Florence dit se sentir "mieux lotie dans le public", même si elles ne sont que deux aides-soignantes le matin, pour 26 personnes qu’il faut assister pour le lever, à 6h45, et qu’il faut accompagner jusqu’à la salle où est servie le petit-déjeuner, à 8h30. Une course contre-la-montre.

Une taxe sur les successions et les donations

"On bute sur le problème des ratios de personnel depuis longtemps", déplore le Dr Christophe Trivalle, gériatre à l’hôpital Paul-Brousse de Villejuif. En 2006, le "plan grand âge" préconisait "d’augmenter significativement le nombre de soignants auprès des personnes âgées". L’objectif n’a pas été atteint, parce que le budget nécessaire à sa réalisation n’a pas été débloqué.

Un levier existerait pourtant selon Pascal Champvert, président de l'association des directeurs au services des personnes âgées (AD-PA) : l'instauration d'une taxe sur les successions et les donations. Une mesure qu'il défendra lors de son audition devant les députés en septembre. L'idée n'est pas nouvelle : elle a été émise en 2011 par le Conseil économique, social et environnemental (CESE) et pourrait rapporter 1,5 milliards d'euros.

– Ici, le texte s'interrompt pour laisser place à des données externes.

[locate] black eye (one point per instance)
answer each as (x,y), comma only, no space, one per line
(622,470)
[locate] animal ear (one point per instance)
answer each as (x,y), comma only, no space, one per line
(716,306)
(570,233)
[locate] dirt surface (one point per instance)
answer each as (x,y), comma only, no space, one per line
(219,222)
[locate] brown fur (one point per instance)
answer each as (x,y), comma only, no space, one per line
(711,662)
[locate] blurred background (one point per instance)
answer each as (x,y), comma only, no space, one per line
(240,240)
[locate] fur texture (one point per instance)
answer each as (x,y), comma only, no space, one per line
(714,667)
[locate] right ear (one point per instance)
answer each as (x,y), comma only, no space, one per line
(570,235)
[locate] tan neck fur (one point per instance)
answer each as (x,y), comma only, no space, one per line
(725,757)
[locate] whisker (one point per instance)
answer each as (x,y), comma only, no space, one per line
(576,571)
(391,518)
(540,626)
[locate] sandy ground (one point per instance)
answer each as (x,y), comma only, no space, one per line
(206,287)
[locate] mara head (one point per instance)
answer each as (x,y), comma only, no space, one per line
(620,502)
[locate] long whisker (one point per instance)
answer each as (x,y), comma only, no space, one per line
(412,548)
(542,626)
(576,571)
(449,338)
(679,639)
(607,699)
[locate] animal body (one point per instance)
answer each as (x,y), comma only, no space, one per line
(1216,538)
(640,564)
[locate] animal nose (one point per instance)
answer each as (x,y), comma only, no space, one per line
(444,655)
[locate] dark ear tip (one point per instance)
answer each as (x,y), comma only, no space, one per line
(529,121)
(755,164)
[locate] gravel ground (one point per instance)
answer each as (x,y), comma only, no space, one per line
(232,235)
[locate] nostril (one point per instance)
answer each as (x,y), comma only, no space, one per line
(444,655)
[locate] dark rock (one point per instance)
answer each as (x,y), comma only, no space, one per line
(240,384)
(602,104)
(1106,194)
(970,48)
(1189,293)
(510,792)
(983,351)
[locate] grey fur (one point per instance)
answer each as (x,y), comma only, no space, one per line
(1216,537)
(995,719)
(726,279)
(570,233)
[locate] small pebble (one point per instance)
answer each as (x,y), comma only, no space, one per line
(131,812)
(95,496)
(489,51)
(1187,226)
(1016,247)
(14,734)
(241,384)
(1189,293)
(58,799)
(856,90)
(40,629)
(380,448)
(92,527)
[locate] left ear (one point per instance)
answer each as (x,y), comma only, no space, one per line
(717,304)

De quoi renforcer les effectifs et revaloriser les salaires du personnel soignant ? "Ce sont des métiers très durs, qui ne sont pas du tout reconnus financièrement et dans la société", juge le Dr Trivalle. De son côté, Florence ne considère pas son salaire comme une priorité. "Avec 200 euros de plus, je ne travaillerais pas mieux. Il faut juste plus d’effectif."

Très au fait des nouvelles méthodes pour s’occuper des personnes âgées, l’aide-soignante bretonne croit aux bénéfices d’une meilleure formation du personnel. Elle évoque la méthode de Validation ou l’approche Carpe Diem, qui consistent par exemple à "laisser la personne faire plus de choses", ce qui renforce sa motricité, ou à "prendre le temps de parler avec les résidents", un moyen "d’économiser sur les antidépresseurs". Mais les formations coûtent cher, et l’idée, aussi séduisante soit-elle, achoppe sur la rotation permanente du personnel soignant. "C’est un métier avec beaucoup de turnover", confie Florence.

Les conditions de vie indignes dans les Ehpad découlent du désintérêt de la population et des différents gouvernements pour la situation des personnes âgées dénonce Pascal Champvert : "Il y a toujours d’autres priorités, les crédits sont toujours alloués à d’autres secteurs." "Tout ce qui concerne les personnes âgées n’est jamais considéré comme grave", poursuit le président de l’AD-PA, qui pointe "l’âgisme" dont sont victimes nos aînés, dans l’indifférence générale.